Beam search is like trying say the top 10 most -likely- words, and doing that several steps deep to construct the most likely phrase.

@Catvalente in all fairness, I think that these really are not errors, stemming from the fact that LLMs don't have any concept of what truth (or really anything) is and therefore there is no implicit metric with which to rank the responses in this regard. Due to the way that they just statistically predict what might fit in the next blank spot, "hallucination" actually describes the underlying process better 🤔
@Catvalente basically, saying an LLM made an error would be analog to a situation where you place an important decision on a coin flip and the coin lands on the "wrong" side and proclaiming that the coin made an error.
@Catvalente So it creates mirages then or something akin to a pareidolic effect where it uses the fuzziness of human perception to create something that has the shape of the thing but is not?
@Catvalente good point. It's not hallucinating. It's just plain straight wrong.
@Catvalente in colloquial use it veers into sanism real fast
@Catvalente
Alternate interpretation:
LLMs do not actually "make mistakes". Every time, they do exactly what they are supposed to do, without error.
Problem is, what they are supposed to do is "hallucinating". Every single LLM output is a "hallucination". Sometimes, by random chance, the "hallucination" given matches objective reality, but that is not at all relevant for the LLM's function.

@painting_squirrel @Catvalente yes. this.

But worse: I wouldn't say "sometimes by random chance." The results do _frequently_ match reality because the statistics driving the output generation were based on text that matched reality. But when they don't match they still sound indistinguishable without checking against objective reality.

So it is a lull-you-and-kill-you game.

@poleguy @Catvalente
I'll concede your point but only because "sometimes" and "random chance" are very badly defined terms that are not very intuitively understood by humans (myself included).

To wit: only because something is statistically well tuned to give good results most of the time does not mean that the results are not inherently random. "random" != "everything has the same probability"

@Catvalente When AUTOCORRECT Was One by David Gerrold.

@Catvalente

The best term, IMHO, is baloney (or BS).

It's not a lie because the AI cannot have intent to deceive.

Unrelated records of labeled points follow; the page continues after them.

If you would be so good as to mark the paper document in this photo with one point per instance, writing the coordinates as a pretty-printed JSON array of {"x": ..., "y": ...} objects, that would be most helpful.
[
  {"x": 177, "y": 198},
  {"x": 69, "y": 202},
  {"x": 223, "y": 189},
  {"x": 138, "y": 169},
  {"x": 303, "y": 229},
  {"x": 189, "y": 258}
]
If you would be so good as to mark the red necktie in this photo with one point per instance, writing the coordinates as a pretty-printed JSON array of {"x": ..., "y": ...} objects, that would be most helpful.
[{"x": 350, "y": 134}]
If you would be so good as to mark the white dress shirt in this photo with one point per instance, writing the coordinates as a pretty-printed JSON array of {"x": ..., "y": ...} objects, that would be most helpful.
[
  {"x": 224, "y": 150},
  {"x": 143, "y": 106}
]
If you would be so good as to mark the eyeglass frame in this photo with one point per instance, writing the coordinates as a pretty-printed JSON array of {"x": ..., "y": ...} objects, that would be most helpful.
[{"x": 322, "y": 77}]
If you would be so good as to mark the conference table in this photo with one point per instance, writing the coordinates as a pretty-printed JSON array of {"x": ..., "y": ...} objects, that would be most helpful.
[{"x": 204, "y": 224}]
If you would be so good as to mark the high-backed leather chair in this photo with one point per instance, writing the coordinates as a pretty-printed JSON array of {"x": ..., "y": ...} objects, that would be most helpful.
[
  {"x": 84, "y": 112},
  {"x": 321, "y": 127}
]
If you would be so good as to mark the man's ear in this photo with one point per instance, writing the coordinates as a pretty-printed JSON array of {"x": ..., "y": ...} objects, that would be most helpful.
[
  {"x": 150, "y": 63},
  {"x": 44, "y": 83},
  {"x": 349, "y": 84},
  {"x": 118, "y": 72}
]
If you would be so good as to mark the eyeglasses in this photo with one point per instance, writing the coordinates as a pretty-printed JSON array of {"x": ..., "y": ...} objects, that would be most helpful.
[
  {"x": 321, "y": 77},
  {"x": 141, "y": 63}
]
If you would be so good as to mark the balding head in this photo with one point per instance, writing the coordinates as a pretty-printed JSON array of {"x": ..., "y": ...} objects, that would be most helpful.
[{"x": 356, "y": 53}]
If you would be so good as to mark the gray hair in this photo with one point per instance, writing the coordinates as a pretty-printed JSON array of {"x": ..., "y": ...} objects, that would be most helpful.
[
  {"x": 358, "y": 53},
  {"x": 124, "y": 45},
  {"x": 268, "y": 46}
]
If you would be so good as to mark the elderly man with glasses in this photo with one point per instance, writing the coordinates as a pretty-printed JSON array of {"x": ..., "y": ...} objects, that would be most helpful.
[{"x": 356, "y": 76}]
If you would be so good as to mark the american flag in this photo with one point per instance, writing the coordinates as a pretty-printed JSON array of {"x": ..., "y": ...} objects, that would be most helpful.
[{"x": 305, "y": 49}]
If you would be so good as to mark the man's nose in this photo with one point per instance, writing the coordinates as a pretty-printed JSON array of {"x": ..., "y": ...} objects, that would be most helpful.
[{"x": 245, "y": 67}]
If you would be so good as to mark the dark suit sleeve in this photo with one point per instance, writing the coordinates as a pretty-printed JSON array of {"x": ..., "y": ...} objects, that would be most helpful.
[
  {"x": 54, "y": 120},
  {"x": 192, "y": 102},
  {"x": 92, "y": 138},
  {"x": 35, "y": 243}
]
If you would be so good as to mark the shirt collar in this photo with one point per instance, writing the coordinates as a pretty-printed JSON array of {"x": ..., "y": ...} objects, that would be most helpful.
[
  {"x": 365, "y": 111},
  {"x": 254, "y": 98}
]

It's not a hallucination because the AI cannot be deceived.

It's not an error or bug or mistake because it's doing what the creator intended.

When you input a question to an AI, the output of an AI is baloney. And that's OK if you're willing to eat baloney.

@Catvalente
And if you didn't know the argument the answer could be correct. The intelligence is on this side of the screen, hopefully.
@Catvalente
The de rigueur anthromorphising sets off my bullshit detector constantly.